Fathia berlari menuju arahku. Dia melompat untuk memeluk, yang kuhindari dengan sedikit bergeser ke samping. Dia jatuh menghantam tanah.

“Jangan peluk-peluk aku!” bentakku.

Fathia, yang mana juga adalah mantan pacarku, merengut. “Aku masih sayang tahu!!”

“Aku tidak! Pergi sana.”

“Kenapa kau tidak mau balikan denganku??”

“Ya, kenapa tuh?” komentar Kemal ikut-ikutan.

“KARENA KAU GILAAA!!”

Dibilang seperti itu, Fathia makin merengut. “Aku akan membuatmu suka padaku lagi. Lihat saja. Di turnamen nanti, aku akan membuatmu jatuh hati.”

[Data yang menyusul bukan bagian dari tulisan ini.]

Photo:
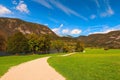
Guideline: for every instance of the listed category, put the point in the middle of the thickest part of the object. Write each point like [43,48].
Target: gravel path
[37,69]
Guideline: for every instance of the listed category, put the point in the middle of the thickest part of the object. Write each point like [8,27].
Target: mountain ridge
[11,25]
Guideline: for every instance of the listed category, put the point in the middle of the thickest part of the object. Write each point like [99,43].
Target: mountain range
[9,26]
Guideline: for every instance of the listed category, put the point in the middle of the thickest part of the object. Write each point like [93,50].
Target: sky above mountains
[66,17]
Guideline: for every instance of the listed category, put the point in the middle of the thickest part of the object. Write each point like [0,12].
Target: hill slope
[11,25]
[111,40]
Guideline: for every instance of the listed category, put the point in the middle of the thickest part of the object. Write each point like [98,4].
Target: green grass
[94,64]
[9,61]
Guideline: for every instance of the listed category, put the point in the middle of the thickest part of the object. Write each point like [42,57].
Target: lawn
[9,61]
[94,64]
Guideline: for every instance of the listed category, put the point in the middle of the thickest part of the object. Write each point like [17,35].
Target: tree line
[41,44]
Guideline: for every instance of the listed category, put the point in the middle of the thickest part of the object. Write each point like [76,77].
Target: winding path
[37,69]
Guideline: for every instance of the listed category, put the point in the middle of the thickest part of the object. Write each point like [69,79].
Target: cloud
[66,10]
[45,3]
[54,20]
[103,29]
[4,10]
[57,30]
[109,11]
[76,31]
[53,3]
[22,7]
[65,31]
[92,16]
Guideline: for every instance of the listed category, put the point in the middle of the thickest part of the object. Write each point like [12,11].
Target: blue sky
[66,17]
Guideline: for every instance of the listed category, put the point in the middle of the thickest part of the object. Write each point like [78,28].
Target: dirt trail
[37,69]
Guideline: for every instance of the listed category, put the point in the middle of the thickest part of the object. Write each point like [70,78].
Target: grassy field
[94,64]
[9,61]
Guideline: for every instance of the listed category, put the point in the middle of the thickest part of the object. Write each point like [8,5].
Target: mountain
[110,40]
[12,25]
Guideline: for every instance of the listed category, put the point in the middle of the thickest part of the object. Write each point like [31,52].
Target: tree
[47,44]
[18,44]
[33,42]
[79,46]
[39,43]
[57,44]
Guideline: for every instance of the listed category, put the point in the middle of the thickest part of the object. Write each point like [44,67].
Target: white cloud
[67,10]
[109,11]
[65,31]
[22,7]
[92,16]
[76,31]
[14,2]
[45,3]
[54,20]
[4,10]
[57,30]
[97,3]
[53,3]
[104,29]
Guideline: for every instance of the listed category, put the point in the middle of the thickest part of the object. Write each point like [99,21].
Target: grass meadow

Dia terus berteriak sambil pergi menjauh.

Eh tunggu, turnamen?

“Ya ampun, jangan bilang dia juga ikut turnamen??” kata Kemal seakan-akan mengatakan pikiranku.

Aku shock. “Aku berharap tidak akan melawannya.”

“Apa ya kira-kira kekuatannya?”

“Jadi orang menyebalkan mungkin, aku tak tahu.”

Walaupun kubilang begitu, aku kepikiran juga. Sial, aku benar-benar butuh latihan nanti malam. Semoga saja itu bisa membangkita kepercayaan diriku.




Dan. . . .disinilah aku, sangat tidak percaya diri setelah melihat Kemal, Zico dan Frank dibantai oleh seorang cewek. Cewek yang sangat kuat.

“Bagus Tephi,” kata mas-mas yang juga merupakan staff dewa bernama Paolo. Tephi yang dibilang adalah salah satu anggota timnya. Dia membawa satu orang lagi, namanya adalah Risfan, cowok kribo gempal yang terlihat sangat menikmati pembantaian ini.

“Begini saja nih? Ini sih bukan latihan untukku.” Kata Tephi.

Pak Moes menoleh ke arahku, “Giliranmu. Ayo maju.”

“Apa kau gila?? Apa kau tidak melihat dia mengalahkan mereka bertiga dengan mudah?”

Aku tidak bercanda. Kekuatan Tephi sebenarnya simpel, menukar apa yang di tangannya dengan benda yang dilihatnya. Tapi secara praktek, dia menggunakannya secara pintar. Tephi menyimpan banyak bom ukuran kecil yang bisa dia tukar kapanpun dia mau.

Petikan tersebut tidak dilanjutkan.